Semplicità che salva – Lc 13,18-21
In quel tempo, diceva Gesù: «A che cosa è simile il regno di Dio, e a che cosa lo posso paragonare? È simile a un granello di senape, che un uomo prese e gettò nel suo giardino; crebbe, divenne un albero e gli uccelli del cielo vennero a fare il nido fra i suoi rami».
E disse ancora: «A che cosa posso paragonare il regno di Dio? È simile al lievito, che una donna prese e mescolò in tre misure di farina, finché non fu tutta lievitata».
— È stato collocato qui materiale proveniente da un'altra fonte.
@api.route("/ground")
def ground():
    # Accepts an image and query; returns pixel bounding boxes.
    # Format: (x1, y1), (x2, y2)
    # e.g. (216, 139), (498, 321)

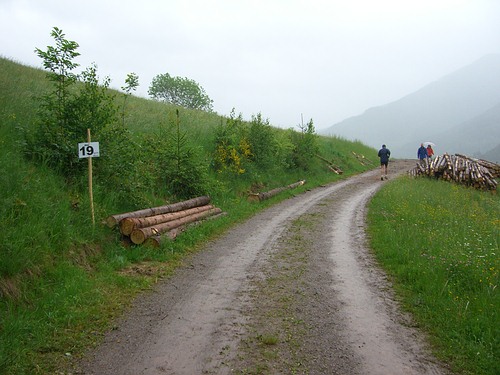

E’ sempre sorprendente l’uso delle parabole che fa Gesù. Non si tratta di storielle prese dal regno animale, come Esopo, né di racconti dal significato metafisico complicato, come Platone. Gesù parla di quotidianità.
Chissà quante volte aveva visto la semina, da bambino. Chissà quante volte aveva guardato Maria, sua madre, preparare il pane in casa.
Questo aspetto delle parabole non ci porta solo a dire che si tratta di racconti comprensibili per tutti, ma anche che si tratta di insegnamenti applicabili da tutti. Sono racconti della quotidianità che possono essere spesi nell’oggi di ciascuno di noi.
Non siamo semi inutili, piccolissimi, buttati nel giardino del mondo, all’interno di politiche e di strutture infinitamente più grandi di noi. Anche se a volte ci sentiamo così, impotenti e indifesi, tuttavia possiamo essere lievito nella pasta delle nostre relazioni quotidiane.
Non si tratta, quindi, di fare un mestiere particolare o di avere un ruolo particolare nella Chiesa. E’ esattamente lì dove siamo che possiamo testimoniare l’amore, attraverso un sorriso in più, qualche secondo in più passato ad ascoltare, un pensiero in più per chi c’è vicino… attraverso, insomma, piccoli e quotidiani gesti concreti di gentilezza.
In questo modo, quello che facciamo, lì dove lo facciamo, può assumere un senso e una forma diversi. E il Regno cresce.